Ric Edelman: Stay Cutting-Edge on Technology or Fail

At IMCA session on how to grow a practice, two views of how to succeed from Edelman and Paul Tramontano

Ric Edelman discussed how he grew his firm — and how it will prepare for his eventual retirement. Ric Edelman discussed how he grew his firm — and how it will prepare for his eventual retirement.

“I tell my people all the time: We’re not in the financial services business, we’re in the technology business. I long have realized: stay on the cutting edge of technology, or fail.”

Ric Edelman of Edelman Financial Services gave this advice at a session Monday morning on the first full day of the Investment Management Consultants Association's national conference in Boston, sharing the stage with another successful advisor, Paul Tramontano of Constellation Wealth. The session, moderated by Matt Barthel of Barron’s, traced the growth of both firms but also yielded suggestions on what both men would have done differently and how advisors can succeed in the future.

For example, Edelman said he had built his now-nationwide practice largely by broadcasting radio and television programs (he says he regrets not having gone national earlier). With changes in the media, that route can’t be imitated by other advisors now, he said, so Edelman counseled the successful advisor to take one of two steps. “Partner with another advisor” to gain scale, or “become a ‘narrow-caster,’ focusing on a specific niche.

“Physicians have long been specialized,” Edelman said, relating a doctor acquaintance who “only works on thumbs.” Responding to a question from attendee and noted advisor Michael Kitces, Edelman said that advisors who want to succeed starting now should become the “plumbers’ advisor,” and not worry about not being the “carpenters’ advisor,” relating other advisors he knows who’ve targeted specific audiences like Marriott Corp. retirees or American Airlines pilots.

“The most productive thing” for an advisor to do, Tramontano said, is to “give away revenue” from existing clients who are no longer a good fit for you. Partner with another advisor to give away that revenue, he suggested, or just “give them away.”
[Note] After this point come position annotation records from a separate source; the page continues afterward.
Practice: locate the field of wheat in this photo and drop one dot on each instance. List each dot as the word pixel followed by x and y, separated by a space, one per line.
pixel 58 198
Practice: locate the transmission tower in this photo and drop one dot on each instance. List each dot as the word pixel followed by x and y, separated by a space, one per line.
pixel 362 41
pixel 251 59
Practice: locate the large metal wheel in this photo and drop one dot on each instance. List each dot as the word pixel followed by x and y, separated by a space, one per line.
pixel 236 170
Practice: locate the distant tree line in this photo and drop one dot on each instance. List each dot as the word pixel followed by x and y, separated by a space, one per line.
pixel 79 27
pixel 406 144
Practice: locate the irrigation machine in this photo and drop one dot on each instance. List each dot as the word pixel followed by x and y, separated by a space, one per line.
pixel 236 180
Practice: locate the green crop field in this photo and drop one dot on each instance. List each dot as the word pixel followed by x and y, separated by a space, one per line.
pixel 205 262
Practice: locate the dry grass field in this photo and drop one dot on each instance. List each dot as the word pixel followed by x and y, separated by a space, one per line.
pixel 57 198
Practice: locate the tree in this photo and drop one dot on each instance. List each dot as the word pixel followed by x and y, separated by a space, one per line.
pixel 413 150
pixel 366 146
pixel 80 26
As for investments that helped the two men grow their businesses, Edelman pointed out that he became an advisor in his 20s, so to demonstrate his expertise to clients and prospects twice his age, he decided to focus on “long-form education.” By using “any media available” for that education, including live seminars and eventually his radio and TV shows, he grew his firm.

“I’m not a marketer; I’m an educator,” Edelman said. He learned that “if we give away our education, or make it very cheap, the world will take care of us.” That’s the main reason why Edelman Financial will add 30 advisors this year, he said.

On technology, Edelman says “we spend a lot of money” to attract and service clients, including his version of what are now called robo-advisors — Edelman Online — and a new website optimized for any device the client is using, especially mobile devices.

Tramantano said that much of his technology budget was spent internally to properly allocate his firm’s resources. In 2008, when his Silicon Valley-based firm opened a New York office, “our best technology investment was the cheapest.” To draw together employees on both coasts and build a common culture and client experience, Constellation “put a camera on every desktop,” so that in every bi-cosastal conversation, “when you call somebody, you see them.”

In addition to those internal calls, Constellation also video records every meeting of the investment and compliance committees. “It’s built one company,” he said of the video investment.

Responding to another question from the audience about how to hire advisors, Edelman counseled “don’t hire another you,” and instead grow first by adding an office manager, IT person or public relations consultant. When you are ready to hire another advisor, first make sure that they share your ethics and be clear about “what you want from them.” Stay away from hiring ‘stars’ who want to do things their own way, since providing a consistent customer experience is paramount.

Edelman, who said he was launching a marketing services offering for advisors later this year, answered moderator Barthel’s question about succession planning by saying “we have a very formalized” plan, before turning to the issue of partnerships. “It’s good to start with a buy-sell agreement upfront” when you start a partnership, he said, since it “will make the inevitable divorce less acrimonious.”

Acknowledging that Edelman Financial has “lots of key-man risk,” since Edelman is the only rainmaker (the firm’s advisors “don’t do any marketing” and “can’t take any referrals,” focusing instead on client service) he said that his succession plan includes “having six full-time speakers” for seminars and webinars and “a team of writers for the newsletters” that Edelman Financial produces for clients, though Edelman vets the content and, he said, he continues to write his own books.